Although half a decade has passed since Frank Rosenblatt's original work on multilayer perceptrons, modern artificial neural networks are still surprisingly similar to his original ideas.
In this talk, I will question one of their most fundamental design aspects. As networks have become much deeper than had been possible or had even been imagined in the 1950s, it is no longer clear that the layer by layer connectivity pattern is a well-suited architectural choice. In the first part of the talk I will show that randomly removing layers during training can speed up the training process, make it more robust, and ultimately lead to better generalization. We refer to this process as learning with stochastic depth -- as the effective depth of the networks varies for each minibatch. In the second part of the talk I will propose an alternative connectivity pattern, Dense Connectivity, which is inspired by the insights obtained from stochastic depth. Dense connectivity leads to substantial reductions in parameter sizes, faster convergence, and further improvement in generalization. Finally, I will investigate the question why deep neural networks are so well suited for natural images and provide evidence that they linearize the underlying sub-manifold into a Euclidean feature space.
Kilian Weinberger is an Associate Professor in the Department of Computer Science at Cornell University. He received his Ph.D. from the University of Pennsylvania in Machine Learning under the supervision of Lawrence Saul and his undergraduate degree in Mathematics and Computer Science from the University of Oxford. During his career he has won several best paper awards at ICML (2004), CVPR (2004, 2017), AISTATS (2005) and KDD (2014, runner-up award). In 2011 he was awarded the Outstanding AAAI Senior Program Chair Award and in 2012 he received an NSF CAREER award. He was elected co-Program Chair for ICML 2016 and for AAAI 2018.

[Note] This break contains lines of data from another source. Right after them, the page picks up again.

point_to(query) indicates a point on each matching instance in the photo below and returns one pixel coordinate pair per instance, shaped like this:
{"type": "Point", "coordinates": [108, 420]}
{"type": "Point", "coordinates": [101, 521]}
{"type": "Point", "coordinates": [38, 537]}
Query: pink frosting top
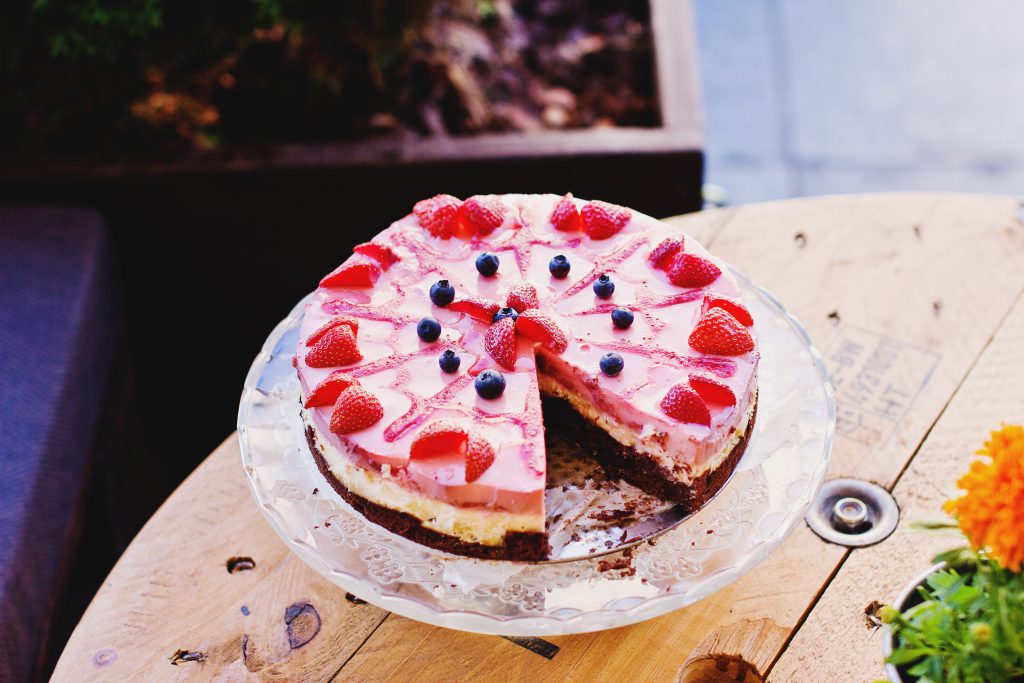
{"type": "Point", "coordinates": [402, 371]}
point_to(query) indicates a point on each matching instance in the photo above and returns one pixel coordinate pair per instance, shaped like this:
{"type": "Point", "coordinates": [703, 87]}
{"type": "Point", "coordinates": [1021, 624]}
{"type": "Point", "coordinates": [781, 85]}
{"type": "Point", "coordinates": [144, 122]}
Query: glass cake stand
{"type": "Point", "coordinates": [770, 492]}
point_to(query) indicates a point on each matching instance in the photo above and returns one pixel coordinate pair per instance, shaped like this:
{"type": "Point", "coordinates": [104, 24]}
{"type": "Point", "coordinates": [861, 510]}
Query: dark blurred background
{"type": "Point", "coordinates": [192, 168]}
{"type": "Point", "coordinates": [175, 175]}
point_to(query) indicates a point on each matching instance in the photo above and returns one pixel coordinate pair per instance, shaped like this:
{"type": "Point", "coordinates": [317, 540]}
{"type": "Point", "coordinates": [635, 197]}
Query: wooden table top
{"type": "Point", "coordinates": [914, 300]}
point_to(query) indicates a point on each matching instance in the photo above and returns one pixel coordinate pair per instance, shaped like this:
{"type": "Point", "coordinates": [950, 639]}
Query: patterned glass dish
{"type": "Point", "coordinates": [774, 484]}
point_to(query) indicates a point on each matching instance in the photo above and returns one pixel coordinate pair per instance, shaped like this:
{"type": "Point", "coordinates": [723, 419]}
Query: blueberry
{"type": "Point", "coordinates": [603, 287]}
{"type": "Point", "coordinates": [428, 329]}
{"type": "Point", "coordinates": [611, 364]}
{"type": "Point", "coordinates": [559, 266]}
{"type": "Point", "coordinates": [441, 293]}
{"type": "Point", "coordinates": [489, 384]}
{"type": "Point", "coordinates": [450, 361]}
{"type": "Point", "coordinates": [505, 312]}
{"type": "Point", "coordinates": [622, 317]}
{"type": "Point", "coordinates": [486, 263]}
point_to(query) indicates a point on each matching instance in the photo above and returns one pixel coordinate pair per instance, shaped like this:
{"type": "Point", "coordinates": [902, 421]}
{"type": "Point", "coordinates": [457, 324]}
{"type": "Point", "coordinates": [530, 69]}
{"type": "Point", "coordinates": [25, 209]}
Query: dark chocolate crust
{"type": "Point", "coordinates": [617, 460]}
{"type": "Point", "coordinates": [640, 470]}
{"type": "Point", "coordinates": [528, 546]}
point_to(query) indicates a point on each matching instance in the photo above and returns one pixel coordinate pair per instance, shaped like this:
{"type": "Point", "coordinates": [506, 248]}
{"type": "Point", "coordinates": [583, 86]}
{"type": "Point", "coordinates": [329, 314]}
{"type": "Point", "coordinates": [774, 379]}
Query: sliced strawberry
{"type": "Point", "coordinates": [685, 404]}
{"type": "Point", "coordinates": [737, 309]}
{"type": "Point", "coordinates": [481, 214]}
{"type": "Point", "coordinates": [660, 257]}
{"type": "Point", "coordinates": [565, 217]}
{"type": "Point", "coordinates": [601, 220]}
{"type": "Point", "coordinates": [713, 389]}
{"type": "Point", "coordinates": [327, 392]}
{"type": "Point", "coordinates": [690, 270]}
{"type": "Point", "coordinates": [718, 332]}
{"type": "Point", "coordinates": [352, 273]}
{"type": "Point", "coordinates": [476, 307]}
{"type": "Point", "coordinates": [537, 327]}
{"type": "Point", "coordinates": [522, 296]}
{"type": "Point", "coordinates": [500, 342]}
{"type": "Point", "coordinates": [380, 253]}
{"type": "Point", "coordinates": [336, 347]}
{"type": "Point", "coordinates": [479, 456]}
{"type": "Point", "coordinates": [440, 437]}
{"type": "Point", "coordinates": [438, 215]}
{"type": "Point", "coordinates": [355, 409]}
{"type": "Point", "coordinates": [352, 324]}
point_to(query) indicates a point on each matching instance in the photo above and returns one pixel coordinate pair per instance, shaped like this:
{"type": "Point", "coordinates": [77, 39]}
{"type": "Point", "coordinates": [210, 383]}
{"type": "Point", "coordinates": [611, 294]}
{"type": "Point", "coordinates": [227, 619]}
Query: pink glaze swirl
{"type": "Point", "coordinates": [402, 371]}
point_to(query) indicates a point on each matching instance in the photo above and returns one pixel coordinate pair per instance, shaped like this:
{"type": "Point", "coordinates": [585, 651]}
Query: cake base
{"type": "Point", "coordinates": [527, 546]}
{"type": "Point", "coordinates": [619, 462]}
{"type": "Point", "coordinates": [640, 470]}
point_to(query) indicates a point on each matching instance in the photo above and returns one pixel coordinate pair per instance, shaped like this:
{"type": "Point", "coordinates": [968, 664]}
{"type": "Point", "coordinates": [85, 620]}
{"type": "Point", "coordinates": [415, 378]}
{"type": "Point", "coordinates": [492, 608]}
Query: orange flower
{"type": "Point", "coordinates": [991, 511]}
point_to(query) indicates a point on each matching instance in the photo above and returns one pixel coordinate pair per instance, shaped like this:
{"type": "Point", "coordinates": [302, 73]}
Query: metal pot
{"type": "Point", "coordinates": [907, 598]}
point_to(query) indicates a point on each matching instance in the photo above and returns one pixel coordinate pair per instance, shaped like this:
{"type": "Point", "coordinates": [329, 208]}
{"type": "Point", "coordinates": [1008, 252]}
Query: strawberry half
{"type": "Point", "coordinates": [327, 392]}
{"type": "Point", "coordinates": [479, 456]}
{"type": "Point", "coordinates": [565, 217]}
{"type": "Point", "coordinates": [718, 332]}
{"type": "Point", "coordinates": [522, 296]}
{"type": "Point", "coordinates": [476, 307]}
{"type": "Point", "coordinates": [438, 215]}
{"type": "Point", "coordinates": [712, 389]}
{"type": "Point", "coordinates": [380, 253]}
{"type": "Point", "coordinates": [481, 214]}
{"type": "Point", "coordinates": [537, 327]}
{"type": "Point", "coordinates": [440, 437]}
{"type": "Point", "coordinates": [737, 309]}
{"type": "Point", "coordinates": [500, 342]}
{"type": "Point", "coordinates": [357, 273]}
{"type": "Point", "coordinates": [685, 404]}
{"type": "Point", "coordinates": [336, 347]}
{"type": "Point", "coordinates": [355, 409]}
{"type": "Point", "coordinates": [690, 270]}
{"type": "Point", "coordinates": [601, 220]}
{"type": "Point", "coordinates": [660, 257]}
{"type": "Point", "coordinates": [351, 323]}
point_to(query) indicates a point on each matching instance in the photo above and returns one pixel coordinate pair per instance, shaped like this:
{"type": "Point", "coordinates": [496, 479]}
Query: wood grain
{"type": "Point", "coordinates": [990, 396]}
{"type": "Point", "coordinates": [855, 255]}
{"type": "Point", "coordinates": [171, 591]}
{"type": "Point", "coordinates": [918, 283]}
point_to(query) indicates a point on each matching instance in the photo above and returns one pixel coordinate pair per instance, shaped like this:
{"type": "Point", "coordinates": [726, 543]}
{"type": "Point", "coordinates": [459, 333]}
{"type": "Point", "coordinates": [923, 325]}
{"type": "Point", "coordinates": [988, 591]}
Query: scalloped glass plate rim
{"type": "Point", "coordinates": [639, 609]}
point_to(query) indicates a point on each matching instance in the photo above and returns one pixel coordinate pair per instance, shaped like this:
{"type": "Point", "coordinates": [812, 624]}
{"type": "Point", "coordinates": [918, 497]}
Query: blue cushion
{"type": "Point", "coordinates": [57, 328]}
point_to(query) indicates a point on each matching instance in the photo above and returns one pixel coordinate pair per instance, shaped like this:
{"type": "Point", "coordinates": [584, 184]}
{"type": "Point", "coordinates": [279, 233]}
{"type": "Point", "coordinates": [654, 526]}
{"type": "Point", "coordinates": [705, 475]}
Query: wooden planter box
{"type": "Point", "coordinates": [215, 249]}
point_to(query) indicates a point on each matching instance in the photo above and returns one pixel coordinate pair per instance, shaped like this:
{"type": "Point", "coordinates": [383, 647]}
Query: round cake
{"type": "Point", "coordinates": [431, 359]}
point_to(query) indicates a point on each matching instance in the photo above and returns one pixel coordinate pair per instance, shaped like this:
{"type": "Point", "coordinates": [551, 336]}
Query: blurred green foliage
{"type": "Point", "coordinates": [88, 75]}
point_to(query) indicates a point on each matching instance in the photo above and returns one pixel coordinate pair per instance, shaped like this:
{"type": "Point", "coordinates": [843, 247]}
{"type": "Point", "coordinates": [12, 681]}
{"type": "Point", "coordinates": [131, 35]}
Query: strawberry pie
{"type": "Point", "coordinates": [433, 357]}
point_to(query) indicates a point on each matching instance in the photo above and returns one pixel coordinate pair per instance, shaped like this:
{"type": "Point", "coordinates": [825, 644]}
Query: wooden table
{"type": "Point", "coordinates": [915, 302]}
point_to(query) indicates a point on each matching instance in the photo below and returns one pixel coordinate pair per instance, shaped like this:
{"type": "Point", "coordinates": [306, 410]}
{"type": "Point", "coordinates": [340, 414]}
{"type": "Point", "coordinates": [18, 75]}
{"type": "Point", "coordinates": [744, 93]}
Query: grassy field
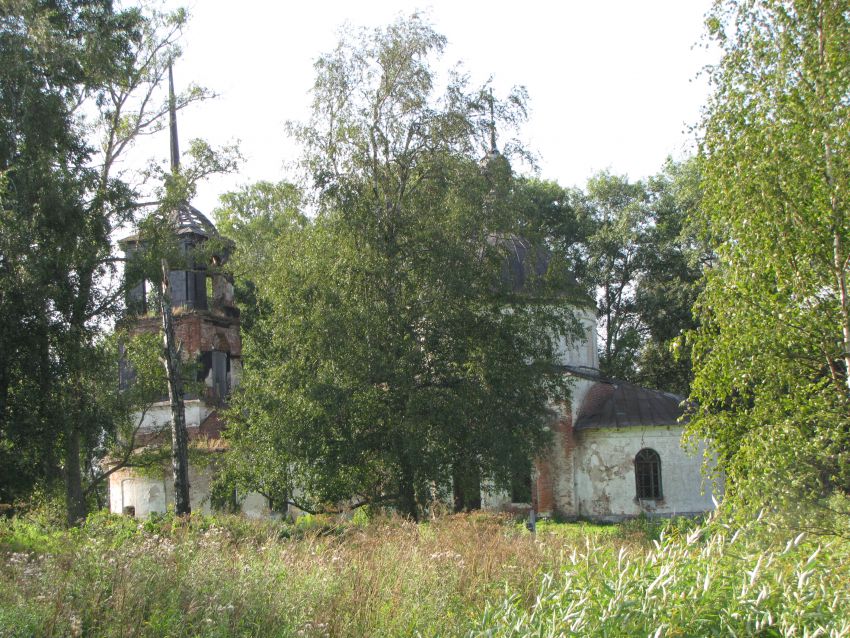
{"type": "Point", "coordinates": [467, 575]}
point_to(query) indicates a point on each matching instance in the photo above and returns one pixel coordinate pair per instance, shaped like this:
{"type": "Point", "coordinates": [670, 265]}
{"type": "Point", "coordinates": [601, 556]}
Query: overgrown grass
{"type": "Point", "coordinates": [458, 576]}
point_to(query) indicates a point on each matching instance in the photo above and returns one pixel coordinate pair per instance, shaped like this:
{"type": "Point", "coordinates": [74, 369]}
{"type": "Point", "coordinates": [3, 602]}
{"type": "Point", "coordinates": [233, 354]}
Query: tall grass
{"type": "Point", "coordinates": [711, 581]}
{"type": "Point", "coordinates": [475, 575]}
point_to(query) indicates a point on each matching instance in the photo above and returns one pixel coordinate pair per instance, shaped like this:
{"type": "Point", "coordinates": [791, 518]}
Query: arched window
{"type": "Point", "coordinates": [648, 474]}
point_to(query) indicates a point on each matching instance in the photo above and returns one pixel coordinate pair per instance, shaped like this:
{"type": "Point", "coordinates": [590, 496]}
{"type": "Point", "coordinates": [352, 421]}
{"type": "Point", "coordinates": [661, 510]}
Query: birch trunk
{"type": "Point", "coordinates": [179, 442]}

In 2016 he was the recipient of the Daniel M Lazar '29 Excellence in Teaching Award. Kilian Weinberger's research focuses on Machine Learning and its applications. In particular, he focuses on learning under resource constraints, metric learning, machine learned web-search ranking, computer vision and deep learning. Before joining Cornell University, he was an Associate Professor at Washington University in St. Louis and before that he worked as a research scientist at Yahoo! Research in Santa Clara.